Je ne sais si nous aurons autant d’épisodes et de rebondissements, révélations à la clef qu’en l’été 1985, s’agissant de l’affaire du Rainbow Warrior en Nouvelle-Zélande. A l’époque, j’avais passé une dizaine de jours près de Montrichard où j’allais tous les matins acheter Le Monde pour y trouver ma ration de nouvelles péripéties truffées de «mensonges d’Etat» aussi grotesques les uns que les autres. Pour se rafraîchir la mémoire ou découvrir cette affaire, je ne peux que conseiller la fiche que Wikipedia lui consacre.
Plus les éléments s’amoncellent, moins l’hypothèse d’une «fable» - Nicolas Sarkozy dixit – est crédible. Pas plus qu’il ait pu n’être pas au courant. Fidèle lieutenant d’Edouard Balladur - à qui les rétro-commissions auraient été destinées pour le financement de sa campagne électorale - et qui plus est, non seulement ministre du Budget dans son gouvernement mais également son porte-parole et le directeur de sa campagne électorale. A qui fera-t-on croire qu’ils ne connaissaient pas l’existence de ces rétro-commissions ?
Dernier épisode en date : un juge d’instruction bien peu curieux ! Ou selon l’article de Libération : Karachi, les curieux oublis de la justice. Où vous apprendrez que la direction de la DCN – qui avait construit les sous-marins vendus au Pakistan – avait très rapidement fait le lien entre l’attentat à la voiture piégée et le non versement des commissions.

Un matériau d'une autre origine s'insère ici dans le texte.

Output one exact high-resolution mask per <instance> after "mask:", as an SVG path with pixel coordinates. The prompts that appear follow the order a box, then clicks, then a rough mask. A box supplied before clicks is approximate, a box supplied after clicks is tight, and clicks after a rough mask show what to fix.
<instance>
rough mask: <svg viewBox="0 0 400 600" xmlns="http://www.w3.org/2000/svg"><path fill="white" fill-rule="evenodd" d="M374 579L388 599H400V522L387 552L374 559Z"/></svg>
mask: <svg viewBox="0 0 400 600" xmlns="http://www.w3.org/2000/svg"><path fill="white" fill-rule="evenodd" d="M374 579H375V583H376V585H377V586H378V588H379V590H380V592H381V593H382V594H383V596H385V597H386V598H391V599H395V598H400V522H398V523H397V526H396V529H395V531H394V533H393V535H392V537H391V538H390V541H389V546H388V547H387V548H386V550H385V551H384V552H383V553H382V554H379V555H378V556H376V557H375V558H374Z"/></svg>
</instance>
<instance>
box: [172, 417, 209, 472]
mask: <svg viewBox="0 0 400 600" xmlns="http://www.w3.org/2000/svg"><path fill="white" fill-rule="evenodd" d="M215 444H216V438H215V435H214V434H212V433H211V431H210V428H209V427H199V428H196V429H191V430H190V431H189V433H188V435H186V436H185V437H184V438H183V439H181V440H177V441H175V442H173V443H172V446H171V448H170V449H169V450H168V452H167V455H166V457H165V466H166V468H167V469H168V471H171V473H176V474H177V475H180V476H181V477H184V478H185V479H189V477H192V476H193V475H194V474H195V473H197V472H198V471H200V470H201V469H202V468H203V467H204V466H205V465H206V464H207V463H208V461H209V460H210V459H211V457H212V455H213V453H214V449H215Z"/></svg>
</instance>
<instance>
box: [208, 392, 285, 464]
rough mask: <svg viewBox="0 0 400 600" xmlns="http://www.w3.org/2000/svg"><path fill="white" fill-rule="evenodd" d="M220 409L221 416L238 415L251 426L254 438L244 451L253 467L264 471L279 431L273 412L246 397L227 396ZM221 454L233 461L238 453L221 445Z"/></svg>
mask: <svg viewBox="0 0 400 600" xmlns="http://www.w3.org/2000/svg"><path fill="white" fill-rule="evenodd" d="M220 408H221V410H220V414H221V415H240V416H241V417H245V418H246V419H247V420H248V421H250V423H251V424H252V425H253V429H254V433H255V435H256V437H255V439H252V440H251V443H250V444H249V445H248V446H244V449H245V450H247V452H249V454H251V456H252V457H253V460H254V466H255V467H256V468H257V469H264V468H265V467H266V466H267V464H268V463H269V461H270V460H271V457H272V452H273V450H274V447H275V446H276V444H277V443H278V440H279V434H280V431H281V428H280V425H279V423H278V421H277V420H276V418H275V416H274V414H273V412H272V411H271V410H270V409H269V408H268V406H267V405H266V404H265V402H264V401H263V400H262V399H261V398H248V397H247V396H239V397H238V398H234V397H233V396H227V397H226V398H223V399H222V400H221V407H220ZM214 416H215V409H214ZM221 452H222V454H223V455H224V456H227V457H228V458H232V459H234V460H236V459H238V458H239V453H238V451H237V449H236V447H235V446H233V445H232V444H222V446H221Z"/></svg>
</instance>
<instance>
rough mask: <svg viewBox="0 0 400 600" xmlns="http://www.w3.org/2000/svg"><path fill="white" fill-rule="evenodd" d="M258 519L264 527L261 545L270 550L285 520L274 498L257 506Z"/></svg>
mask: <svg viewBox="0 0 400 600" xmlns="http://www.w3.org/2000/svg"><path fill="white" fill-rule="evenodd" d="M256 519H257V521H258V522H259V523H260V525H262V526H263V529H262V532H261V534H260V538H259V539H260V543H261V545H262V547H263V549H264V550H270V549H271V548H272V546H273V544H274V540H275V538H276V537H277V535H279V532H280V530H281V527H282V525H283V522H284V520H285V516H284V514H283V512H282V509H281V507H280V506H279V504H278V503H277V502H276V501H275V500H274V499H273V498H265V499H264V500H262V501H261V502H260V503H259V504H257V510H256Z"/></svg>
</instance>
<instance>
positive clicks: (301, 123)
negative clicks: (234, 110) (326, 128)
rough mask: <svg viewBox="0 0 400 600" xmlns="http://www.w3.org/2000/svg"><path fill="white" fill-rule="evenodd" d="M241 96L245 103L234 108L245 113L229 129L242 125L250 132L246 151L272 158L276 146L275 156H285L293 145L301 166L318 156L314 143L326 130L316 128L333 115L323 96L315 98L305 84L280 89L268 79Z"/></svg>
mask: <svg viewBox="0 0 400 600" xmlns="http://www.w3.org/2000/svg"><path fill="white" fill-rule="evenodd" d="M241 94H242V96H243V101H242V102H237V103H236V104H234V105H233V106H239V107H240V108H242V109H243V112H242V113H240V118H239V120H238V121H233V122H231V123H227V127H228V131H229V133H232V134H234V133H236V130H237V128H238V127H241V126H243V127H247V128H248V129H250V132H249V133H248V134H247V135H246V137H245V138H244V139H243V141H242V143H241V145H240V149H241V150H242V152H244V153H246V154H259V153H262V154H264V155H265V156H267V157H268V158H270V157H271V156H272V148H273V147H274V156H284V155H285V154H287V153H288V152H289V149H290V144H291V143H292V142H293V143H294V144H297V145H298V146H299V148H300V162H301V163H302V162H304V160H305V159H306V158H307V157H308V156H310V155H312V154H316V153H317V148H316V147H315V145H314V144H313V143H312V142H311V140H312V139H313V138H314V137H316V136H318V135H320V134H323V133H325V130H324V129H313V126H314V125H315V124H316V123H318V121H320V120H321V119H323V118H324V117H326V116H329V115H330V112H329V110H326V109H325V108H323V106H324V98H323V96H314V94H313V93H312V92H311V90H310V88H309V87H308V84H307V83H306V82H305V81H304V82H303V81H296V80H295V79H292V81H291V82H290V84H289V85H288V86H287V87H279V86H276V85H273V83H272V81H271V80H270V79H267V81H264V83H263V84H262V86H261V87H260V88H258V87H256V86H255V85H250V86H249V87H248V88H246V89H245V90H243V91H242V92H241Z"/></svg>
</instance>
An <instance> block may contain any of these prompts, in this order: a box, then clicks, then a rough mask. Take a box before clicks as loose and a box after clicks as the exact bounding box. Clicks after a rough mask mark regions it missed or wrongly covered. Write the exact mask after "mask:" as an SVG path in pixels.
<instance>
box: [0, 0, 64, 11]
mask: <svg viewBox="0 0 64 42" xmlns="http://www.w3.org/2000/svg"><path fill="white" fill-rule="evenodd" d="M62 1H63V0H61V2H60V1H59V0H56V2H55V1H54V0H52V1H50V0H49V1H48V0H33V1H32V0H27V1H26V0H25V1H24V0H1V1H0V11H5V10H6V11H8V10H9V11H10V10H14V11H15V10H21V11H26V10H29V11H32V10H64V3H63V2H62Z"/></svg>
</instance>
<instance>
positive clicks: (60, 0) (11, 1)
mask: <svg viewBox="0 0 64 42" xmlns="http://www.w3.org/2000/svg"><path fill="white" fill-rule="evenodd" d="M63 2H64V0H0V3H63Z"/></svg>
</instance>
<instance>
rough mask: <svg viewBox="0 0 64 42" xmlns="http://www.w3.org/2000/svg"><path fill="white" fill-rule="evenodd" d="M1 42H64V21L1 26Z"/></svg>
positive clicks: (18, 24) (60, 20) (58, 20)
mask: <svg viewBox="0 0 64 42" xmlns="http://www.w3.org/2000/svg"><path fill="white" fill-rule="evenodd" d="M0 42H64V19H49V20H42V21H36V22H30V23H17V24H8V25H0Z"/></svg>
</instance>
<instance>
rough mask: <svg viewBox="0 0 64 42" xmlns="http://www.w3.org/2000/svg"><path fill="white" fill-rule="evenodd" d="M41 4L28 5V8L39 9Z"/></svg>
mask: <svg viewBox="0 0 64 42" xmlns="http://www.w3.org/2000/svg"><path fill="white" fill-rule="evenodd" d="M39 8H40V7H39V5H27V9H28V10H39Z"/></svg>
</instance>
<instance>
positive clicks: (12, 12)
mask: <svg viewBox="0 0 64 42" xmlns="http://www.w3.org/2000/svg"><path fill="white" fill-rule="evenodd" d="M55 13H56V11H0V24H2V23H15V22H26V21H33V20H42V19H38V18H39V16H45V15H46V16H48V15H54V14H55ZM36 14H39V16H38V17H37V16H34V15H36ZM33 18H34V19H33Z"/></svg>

Au point que le 2 septembre 2002, Philippe Japiot, patron de la branche internationale du groupe, écrit au juge Jean-Louis Bruguière pour que sa société se constitue partie civile, et notamment : «C’est parce que DCN-International a conclu et mené à bien le contrat du 21 septembre 1994 que des personnels ont été pris pour cible».
L’article rappelant opportunément qu’à l’époque la DCN était une émanation directe du ministère français de la Défense, alors sous la tutelle de Michèle Alliot-Marie… aujourd’hui ministre de la Justice. Tout cela risque de donner un sacré rififi Place Vendôme !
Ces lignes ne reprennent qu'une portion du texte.